Enhancing Model Robustness

To mitigate LLMs' susceptibility to option ordering, the authors propose calibration techniques that include using a majority voting scheme over predictions from various permutations of option orders. Notably, this approach resulted in performance enhancements of up to eight percentage points in some cases. Conversely, attempts at explanation-driven prediction calibration, such as the Multiple Evidence Calibration (MEC) method, yielded contrasting results, particularly adverse for models like InstructGPT.

Future Perspectives and Implications

The insights derived from examining option order sensitivity have tangible implications for the development of LLMs and their application in real-world situations. In practical terms, this implies a need for more sophisticated methods to evaluate LLM capabilities, ensuring that their decisions reflect genuine comprehension rather than positional bias. Moreover, this could influence how datasets, especially those involving structured response formats like MCQs, are designed and interpreted within AI research.

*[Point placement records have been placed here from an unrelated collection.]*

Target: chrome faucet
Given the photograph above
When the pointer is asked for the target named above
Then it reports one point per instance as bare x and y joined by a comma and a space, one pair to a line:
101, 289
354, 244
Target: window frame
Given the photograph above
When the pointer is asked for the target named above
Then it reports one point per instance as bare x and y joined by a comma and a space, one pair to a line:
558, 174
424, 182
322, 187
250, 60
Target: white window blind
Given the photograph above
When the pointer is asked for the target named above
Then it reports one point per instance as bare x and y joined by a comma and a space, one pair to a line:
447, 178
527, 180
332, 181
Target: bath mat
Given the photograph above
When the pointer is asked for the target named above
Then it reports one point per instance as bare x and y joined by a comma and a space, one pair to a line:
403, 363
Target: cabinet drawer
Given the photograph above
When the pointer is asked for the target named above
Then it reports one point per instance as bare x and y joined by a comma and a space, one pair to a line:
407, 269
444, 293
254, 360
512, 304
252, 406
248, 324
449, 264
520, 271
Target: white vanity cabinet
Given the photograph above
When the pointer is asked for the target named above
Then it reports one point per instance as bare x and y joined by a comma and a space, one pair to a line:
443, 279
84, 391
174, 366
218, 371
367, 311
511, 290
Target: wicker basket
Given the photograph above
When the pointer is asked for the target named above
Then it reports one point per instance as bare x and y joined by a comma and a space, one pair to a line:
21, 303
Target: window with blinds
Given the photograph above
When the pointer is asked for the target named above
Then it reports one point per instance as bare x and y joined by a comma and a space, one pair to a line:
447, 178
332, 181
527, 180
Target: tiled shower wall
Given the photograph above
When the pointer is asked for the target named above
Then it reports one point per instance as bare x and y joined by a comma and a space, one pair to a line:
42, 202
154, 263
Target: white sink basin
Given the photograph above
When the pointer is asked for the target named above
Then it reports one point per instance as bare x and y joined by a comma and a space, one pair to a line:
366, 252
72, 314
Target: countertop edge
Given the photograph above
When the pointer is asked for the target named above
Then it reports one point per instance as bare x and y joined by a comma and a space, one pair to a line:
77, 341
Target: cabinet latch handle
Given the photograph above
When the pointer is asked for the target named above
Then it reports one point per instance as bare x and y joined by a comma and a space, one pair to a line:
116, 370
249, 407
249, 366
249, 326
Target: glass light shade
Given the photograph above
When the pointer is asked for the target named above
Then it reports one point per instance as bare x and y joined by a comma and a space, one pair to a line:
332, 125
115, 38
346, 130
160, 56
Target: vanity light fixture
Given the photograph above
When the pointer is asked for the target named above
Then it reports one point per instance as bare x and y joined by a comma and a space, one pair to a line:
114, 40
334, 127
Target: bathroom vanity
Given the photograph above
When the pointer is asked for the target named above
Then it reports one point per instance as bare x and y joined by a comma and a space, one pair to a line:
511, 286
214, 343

Extending this understanding could lead to considerable advancements in LLM reliability and performance, not just constrained to MCQs but extending to other complex NLP tasks where multiple elements or orderings are involved. As AI models evolve, incorporating nuanced calibration strategies during both training and evaluation phases may lead to more robust AI models capable of consistently strong performance across varied scenarios.

In summary, this research sheds light on an aspect of LLM functioning that has been relatively unexplored and underscores the necessity for ongoing scrutiny and refinement of these models in handling ordered input data. The findings serve as a foundation for future studies aimed at minimizing biases inherent in AI models, propelling forward their application in more diverse and unstructured environments.